An Efficient Single Server-Aided k-out-of-n Oblivious Transfer Protocol

Oblivious transfer (OT) is a cryptographic primitive used for choice information hiding for the receiver. As a basic tool for high-level multi-party cryptographic protocol construction, it plays an important role in numerous specific applications. In the k-out-of-n OT(OT\+k\-n), the receiver acquires k selections among the n choice in an oblivious manner. Generally, the construction of the OT\+k\-n involves lots of group exponential operations, which brings a heavy burden for embedded devices with limited computational capabilities. With the proliferation of cloud computing, it is feasible to implement complex cryptographic primitives with the support of powerful computing recourse and high-speed dedicated network provided by the cloud service provider (CSP).
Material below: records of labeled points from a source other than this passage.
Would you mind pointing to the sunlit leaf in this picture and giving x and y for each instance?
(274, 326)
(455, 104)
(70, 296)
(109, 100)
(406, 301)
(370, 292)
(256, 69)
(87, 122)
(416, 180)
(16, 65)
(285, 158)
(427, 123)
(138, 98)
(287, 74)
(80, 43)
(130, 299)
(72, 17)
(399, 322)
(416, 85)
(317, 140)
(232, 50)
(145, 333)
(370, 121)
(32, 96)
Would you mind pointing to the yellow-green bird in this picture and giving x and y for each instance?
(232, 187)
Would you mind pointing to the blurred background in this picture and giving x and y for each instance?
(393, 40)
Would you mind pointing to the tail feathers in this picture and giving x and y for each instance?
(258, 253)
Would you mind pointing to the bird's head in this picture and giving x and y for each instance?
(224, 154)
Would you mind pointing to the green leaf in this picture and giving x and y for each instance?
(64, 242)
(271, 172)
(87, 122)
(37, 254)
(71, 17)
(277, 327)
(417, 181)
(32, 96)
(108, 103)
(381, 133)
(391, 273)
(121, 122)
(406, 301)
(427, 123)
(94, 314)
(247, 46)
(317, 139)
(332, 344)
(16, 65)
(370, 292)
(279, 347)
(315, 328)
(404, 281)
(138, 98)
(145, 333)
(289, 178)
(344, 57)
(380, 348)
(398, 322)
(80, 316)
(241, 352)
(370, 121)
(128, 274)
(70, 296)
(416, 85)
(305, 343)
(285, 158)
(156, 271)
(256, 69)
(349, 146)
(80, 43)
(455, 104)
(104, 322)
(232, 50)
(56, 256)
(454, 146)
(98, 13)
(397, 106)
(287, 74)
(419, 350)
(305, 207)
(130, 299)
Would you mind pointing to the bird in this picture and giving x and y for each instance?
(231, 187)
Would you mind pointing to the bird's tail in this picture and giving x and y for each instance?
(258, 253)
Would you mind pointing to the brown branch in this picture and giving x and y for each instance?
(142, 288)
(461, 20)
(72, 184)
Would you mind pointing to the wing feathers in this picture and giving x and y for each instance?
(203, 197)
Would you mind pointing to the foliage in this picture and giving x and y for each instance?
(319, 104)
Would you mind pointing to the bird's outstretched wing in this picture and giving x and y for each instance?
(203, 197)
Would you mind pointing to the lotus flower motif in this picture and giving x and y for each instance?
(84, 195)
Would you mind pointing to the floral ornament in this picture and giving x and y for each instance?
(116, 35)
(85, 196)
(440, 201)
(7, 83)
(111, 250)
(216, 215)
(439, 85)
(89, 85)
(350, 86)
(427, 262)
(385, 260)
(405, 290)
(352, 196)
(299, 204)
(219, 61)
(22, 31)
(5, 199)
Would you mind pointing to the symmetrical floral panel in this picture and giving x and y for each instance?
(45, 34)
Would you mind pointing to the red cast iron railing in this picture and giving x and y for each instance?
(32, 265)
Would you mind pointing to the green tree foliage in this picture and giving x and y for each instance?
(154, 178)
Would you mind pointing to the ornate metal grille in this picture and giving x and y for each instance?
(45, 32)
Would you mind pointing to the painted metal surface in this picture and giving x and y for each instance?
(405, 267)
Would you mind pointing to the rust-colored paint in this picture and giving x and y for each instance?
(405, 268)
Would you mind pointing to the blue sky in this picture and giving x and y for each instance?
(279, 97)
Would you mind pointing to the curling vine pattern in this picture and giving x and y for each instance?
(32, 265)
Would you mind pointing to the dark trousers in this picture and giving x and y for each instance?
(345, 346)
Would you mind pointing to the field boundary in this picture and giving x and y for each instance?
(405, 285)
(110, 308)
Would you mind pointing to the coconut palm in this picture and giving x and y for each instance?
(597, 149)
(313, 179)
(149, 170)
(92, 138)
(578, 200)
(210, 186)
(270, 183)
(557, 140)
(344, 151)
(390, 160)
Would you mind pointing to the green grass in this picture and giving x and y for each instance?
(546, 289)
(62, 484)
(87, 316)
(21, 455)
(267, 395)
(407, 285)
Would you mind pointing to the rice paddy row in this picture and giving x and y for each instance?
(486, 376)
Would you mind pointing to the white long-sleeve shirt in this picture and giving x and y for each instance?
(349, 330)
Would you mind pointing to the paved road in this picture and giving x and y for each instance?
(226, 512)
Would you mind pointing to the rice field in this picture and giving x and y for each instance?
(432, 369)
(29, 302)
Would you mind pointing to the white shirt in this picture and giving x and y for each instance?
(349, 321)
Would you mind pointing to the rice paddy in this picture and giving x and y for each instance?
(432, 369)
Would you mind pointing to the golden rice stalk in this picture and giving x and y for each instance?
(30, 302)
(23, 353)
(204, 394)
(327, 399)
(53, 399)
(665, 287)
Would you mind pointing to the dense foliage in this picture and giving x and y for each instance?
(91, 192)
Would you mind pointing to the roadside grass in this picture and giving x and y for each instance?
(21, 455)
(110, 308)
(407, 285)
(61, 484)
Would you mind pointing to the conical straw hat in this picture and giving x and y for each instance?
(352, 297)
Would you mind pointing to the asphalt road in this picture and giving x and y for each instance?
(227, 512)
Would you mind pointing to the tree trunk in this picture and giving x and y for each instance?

In this paper, we propose a service-assisted k-out-of-n OT protocol in single server architecture, which outsources the vast majority of exponentiation operations to the cloud. This scheme is constructed with secret sharing and other fundamental public-key primitives, and it achieves provable security on none-collusion semi-honest model under the decisional Diffie-Hellamn (DDH) hard problem; meanwhile it ensures data privacy against the cloud server. Besides, a detailed description of scheme construction and security proof is presented in the context. As a basic cryptographic primitive in cloud environment, the single server-added oblivious transfer protocol will play an important role in designs of general cloud-assisted multi-party computation protocol as well as developments of secure and efficient cloud service software.